DFS is ideal for this problem because it allows us to compute the height of each subtree while simultaneously checking if the tree is balanced.

In DFS, we recursively traverse down the tree, visiting a node’s children before checking the node itself (hence " depth-first"). This method is particularly efficient for tree problems like this one, where we need to gather information from the bottom (leaf nodes) up to the top (root node).

Here’s how the DFS works in the context of checking if a tree is height-balanced:

1. Recursive Traversal: The check function is called recursively on each node’s left and right children. This traversal goes down to the leaf nodes of the tree.

2. Height Calculation: At each node, after the recursive calls return, we calculate the height of the subtree rooted at that node. The height is determined based on the heights of the left and right subtrees, which are obtained from the recursive calls.

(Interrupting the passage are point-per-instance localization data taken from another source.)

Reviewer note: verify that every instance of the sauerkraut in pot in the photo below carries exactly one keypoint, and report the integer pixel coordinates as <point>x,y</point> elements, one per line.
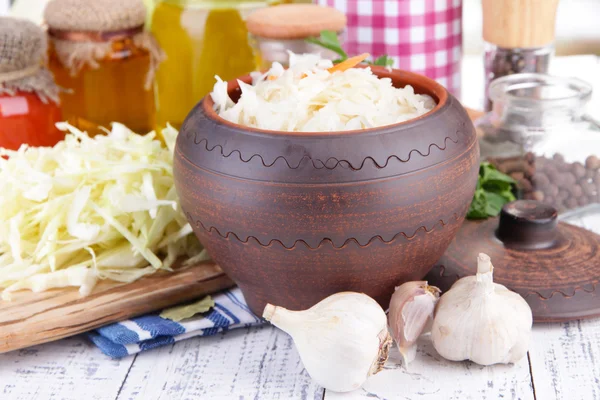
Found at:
<point>306,97</point>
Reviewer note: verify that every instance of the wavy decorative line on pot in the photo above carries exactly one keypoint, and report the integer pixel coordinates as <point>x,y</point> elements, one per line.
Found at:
<point>543,294</point>
<point>398,235</point>
<point>335,160</point>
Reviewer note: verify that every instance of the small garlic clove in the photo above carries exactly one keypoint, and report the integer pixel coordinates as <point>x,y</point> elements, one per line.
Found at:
<point>342,340</point>
<point>411,314</point>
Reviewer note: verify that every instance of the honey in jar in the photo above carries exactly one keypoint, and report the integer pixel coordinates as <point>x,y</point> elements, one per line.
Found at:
<point>29,100</point>
<point>101,55</point>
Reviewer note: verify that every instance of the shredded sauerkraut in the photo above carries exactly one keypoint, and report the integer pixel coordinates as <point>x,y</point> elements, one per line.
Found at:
<point>88,209</point>
<point>307,97</point>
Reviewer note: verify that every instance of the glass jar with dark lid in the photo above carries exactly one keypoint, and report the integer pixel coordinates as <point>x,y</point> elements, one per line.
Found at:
<point>539,134</point>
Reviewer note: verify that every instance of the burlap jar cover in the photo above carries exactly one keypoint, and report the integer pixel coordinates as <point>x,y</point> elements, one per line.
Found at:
<point>82,32</point>
<point>23,49</point>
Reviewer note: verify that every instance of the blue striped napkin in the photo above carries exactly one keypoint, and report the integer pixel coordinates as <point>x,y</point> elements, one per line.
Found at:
<point>150,331</point>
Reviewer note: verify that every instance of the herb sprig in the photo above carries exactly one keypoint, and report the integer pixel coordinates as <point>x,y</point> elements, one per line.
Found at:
<point>329,40</point>
<point>494,190</point>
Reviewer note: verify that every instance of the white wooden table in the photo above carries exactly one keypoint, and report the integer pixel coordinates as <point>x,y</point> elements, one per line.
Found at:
<point>261,362</point>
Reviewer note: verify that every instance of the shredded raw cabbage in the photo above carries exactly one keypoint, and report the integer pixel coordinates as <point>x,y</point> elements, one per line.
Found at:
<point>307,97</point>
<point>89,209</point>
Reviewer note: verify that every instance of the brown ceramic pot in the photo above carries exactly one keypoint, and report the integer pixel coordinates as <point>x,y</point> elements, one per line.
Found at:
<point>295,217</point>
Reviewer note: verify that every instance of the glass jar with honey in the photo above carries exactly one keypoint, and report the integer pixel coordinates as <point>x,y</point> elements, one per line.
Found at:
<point>29,99</point>
<point>101,55</point>
<point>202,38</point>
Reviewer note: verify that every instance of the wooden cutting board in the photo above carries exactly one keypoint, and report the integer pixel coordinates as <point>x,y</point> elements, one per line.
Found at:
<point>34,318</point>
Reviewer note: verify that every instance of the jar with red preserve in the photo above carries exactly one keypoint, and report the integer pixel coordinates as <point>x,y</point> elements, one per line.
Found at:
<point>538,132</point>
<point>29,101</point>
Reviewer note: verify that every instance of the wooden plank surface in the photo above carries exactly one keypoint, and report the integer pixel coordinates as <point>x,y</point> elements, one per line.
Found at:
<point>430,377</point>
<point>565,360</point>
<point>248,363</point>
<point>71,369</point>
<point>33,318</point>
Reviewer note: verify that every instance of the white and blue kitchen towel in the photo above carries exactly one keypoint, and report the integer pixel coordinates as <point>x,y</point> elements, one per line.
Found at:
<point>150,331</point>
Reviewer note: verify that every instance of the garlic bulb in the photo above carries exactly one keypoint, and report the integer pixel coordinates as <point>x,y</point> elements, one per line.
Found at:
<point>481,321</point>
<point>342,340</point>
<point>411,315</point>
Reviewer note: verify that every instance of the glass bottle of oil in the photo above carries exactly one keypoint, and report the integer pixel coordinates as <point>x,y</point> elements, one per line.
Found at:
<point>202,38</point>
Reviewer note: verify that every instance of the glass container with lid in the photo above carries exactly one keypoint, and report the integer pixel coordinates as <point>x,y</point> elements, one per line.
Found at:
<point>29,98</point>
<point>105,60</point>
<point>539,134</point>
<point>519,38</point>
<point>202,38</point>
<point>276,30</point>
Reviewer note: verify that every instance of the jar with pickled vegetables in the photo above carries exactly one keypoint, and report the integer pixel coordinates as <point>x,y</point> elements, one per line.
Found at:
<point>538,132</point>
<point>202,38</point>
<point>101,55</point>
<point>29,98</point>
<point>275,30</point>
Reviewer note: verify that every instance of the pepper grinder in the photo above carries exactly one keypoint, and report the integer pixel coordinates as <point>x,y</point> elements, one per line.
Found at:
<point>519,37</point>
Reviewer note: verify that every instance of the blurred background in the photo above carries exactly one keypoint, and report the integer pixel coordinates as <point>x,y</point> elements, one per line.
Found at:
<point>577,27</point>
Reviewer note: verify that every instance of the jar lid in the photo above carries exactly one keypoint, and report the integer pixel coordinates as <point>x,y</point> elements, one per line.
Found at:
<point>23,48</point>
<point>519,23</point>
<point>295,21</point>
<point>95,15</point>
<point>22,44</point>
<point>555,266</point>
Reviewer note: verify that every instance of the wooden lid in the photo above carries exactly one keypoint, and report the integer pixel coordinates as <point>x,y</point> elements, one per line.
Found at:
<point>553,265</point>
<point>295,21</point>
<point>519,23</point>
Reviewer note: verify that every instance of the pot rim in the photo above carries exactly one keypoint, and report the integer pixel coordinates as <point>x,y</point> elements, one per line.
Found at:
<point>417,81</point>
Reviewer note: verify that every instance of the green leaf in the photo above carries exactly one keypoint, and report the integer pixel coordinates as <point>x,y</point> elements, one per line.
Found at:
<point>494,190</point>
<point>383,61</point>
<point>477,210</point>
<point>179,313</point>
<point>494,203</point>
<point>329,40</point>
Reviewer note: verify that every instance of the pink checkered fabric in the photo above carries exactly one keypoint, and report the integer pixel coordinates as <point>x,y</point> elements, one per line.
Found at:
<point>423,36</point>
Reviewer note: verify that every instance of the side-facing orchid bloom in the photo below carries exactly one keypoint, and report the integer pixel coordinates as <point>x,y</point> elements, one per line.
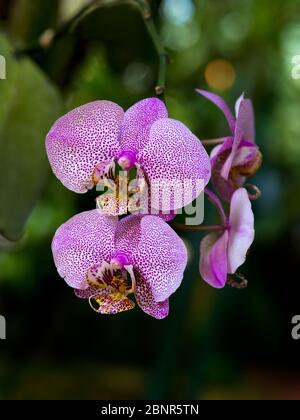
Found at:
<point>223,253</point>
<point>106,261</point>
<point>89,145</point>
<point>238,157</point>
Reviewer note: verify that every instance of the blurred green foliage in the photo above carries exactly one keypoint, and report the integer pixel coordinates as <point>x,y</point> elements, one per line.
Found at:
<point>214,344</point>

3. Balance Check: Along with the height calculation, we also check whether the current subtree is balanced. This is done by checking the height difference between the left and right subtrees. If the difference is more than 1, the subtree is not balanced.

4. Propagating Information Upward: The function returns two pieces of information for each node: its subtree height and whether it is balanced. This information is then used by the parent node to perform its own balance check and height calculation.

5. Final Result: The process continues until the root node, where we get the final decision on whether the whole tree is balanced.

This approach ensures that each node and its subtrees are only visited once, making it a time-efficient solution. The DFS strategy is effective here as it allows for the necessary computations and checks to be made at each step in a single pass through the tree.